Return the transitions that have a minimum support of *m_s = 0.01*.

In [None]:
from mlxtend.frequent_patterns import apriori

m_s = 0.01

frequent_transitions = apriori(df, min_support = m_s, use_colnames = True)

# Preview the data
frequent_transitions

### 2. Finding the association rules (Artist A &rarr; Artist B)

Return the list of artist transitions with a minimum confidence of *m_c = 0.25*, and a minimum lift of *m_l = 1*.

In [None]:
from mlxtend.frequent_patterns import association_rules

m_c = 0.25
m_l = 1

rules = association_rules(frequent_transitions, metric = 'confidence', min_threshold = m_t)
rules = rules[rules['lift'] >= m_l]

### 3. Tidying up and formatting the dataframe

Exclude data where *antecedent = same_artist* as information about changing artists after listening to the same artist in a loop is not important for the task at hand.
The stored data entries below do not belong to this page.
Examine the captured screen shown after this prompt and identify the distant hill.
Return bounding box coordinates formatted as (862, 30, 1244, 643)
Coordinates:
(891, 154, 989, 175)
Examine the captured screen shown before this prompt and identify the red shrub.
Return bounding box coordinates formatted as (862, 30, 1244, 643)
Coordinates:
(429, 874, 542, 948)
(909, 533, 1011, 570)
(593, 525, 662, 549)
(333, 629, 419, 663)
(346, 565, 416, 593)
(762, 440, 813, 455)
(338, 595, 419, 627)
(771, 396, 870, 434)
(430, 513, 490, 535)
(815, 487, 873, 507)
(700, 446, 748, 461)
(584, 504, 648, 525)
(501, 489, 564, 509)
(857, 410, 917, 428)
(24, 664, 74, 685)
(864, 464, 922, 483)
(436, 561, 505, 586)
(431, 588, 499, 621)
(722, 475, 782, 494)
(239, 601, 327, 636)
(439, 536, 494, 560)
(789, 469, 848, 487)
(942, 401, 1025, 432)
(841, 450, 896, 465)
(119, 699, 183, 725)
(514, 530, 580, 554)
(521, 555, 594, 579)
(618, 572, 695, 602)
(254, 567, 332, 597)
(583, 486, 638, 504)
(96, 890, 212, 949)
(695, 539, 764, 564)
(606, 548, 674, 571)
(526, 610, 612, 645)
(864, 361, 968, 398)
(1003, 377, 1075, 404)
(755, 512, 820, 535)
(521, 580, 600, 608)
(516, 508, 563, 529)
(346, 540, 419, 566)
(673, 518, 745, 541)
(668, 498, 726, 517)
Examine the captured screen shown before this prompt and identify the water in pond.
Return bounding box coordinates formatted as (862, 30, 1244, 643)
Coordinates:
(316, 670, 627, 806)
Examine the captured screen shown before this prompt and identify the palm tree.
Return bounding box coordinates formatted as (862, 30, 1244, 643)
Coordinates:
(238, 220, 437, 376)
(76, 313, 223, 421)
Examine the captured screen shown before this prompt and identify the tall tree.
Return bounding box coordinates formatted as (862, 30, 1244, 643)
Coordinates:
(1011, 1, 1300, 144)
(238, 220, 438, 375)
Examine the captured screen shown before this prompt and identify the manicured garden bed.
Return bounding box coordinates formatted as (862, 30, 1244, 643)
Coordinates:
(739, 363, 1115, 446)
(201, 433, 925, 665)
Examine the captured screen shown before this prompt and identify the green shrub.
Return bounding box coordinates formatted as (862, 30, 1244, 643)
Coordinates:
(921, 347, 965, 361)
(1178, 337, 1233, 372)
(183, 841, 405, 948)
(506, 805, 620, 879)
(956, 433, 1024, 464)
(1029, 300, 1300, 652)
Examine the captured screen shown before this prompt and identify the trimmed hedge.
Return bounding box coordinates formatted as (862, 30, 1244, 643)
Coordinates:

Replace the *same_artist* string with artist's name.

In [None]:
rules = rules[rules['antecedents'] != {same_artist}]
rules = rules[['antecedents', 'consequents', 'support', 'confidence', 'lift']]

m = rules['consequents'] == {same_artist}
rules.loc[m, ['consequents']] = (rules.loc[m, ['antecedents']].values)

# Formatting 
rules["antecedents"] = rules["antecedents"].apply(lambda x: ', '.join(list(x))).astype("unicode")
rules["consequents"] = rules["consequents"].apply(lambda x: ', '.join(list(x))).astype("unicode")
rules.rename(columns = {"antecedents" : "artist", "consequents": "next artist"}, inplace = True)

# Preview the data

rules

### 3. Exporting the data into CSV

Convert the data into a CSV for visualization in Tableau

In [None]:
rules.to_csv('rules.csv')

# Shortcomings

1. Low amount of data: Spotify's API only allows for the last 50 recently played songs to be pulled, heavily limiting the ability to gain insight from data (low support).

2. Found trends between artists, however due to the nature of the Association Rule, A &rarr; B and B &rarr; A represent the same rule, however listening to artist B after artist A and vice versa are different. A way to work around this is having unique labels for the current and next artists (similar to the *same_artist* method in 1.4).

# Possible Uses

1. Recommendation algorithm: New Spotify feature that recommends recently played songs' artists to user in a new 'radio' mode. Different than current algorithms in its focus on the short term artist trends of a user.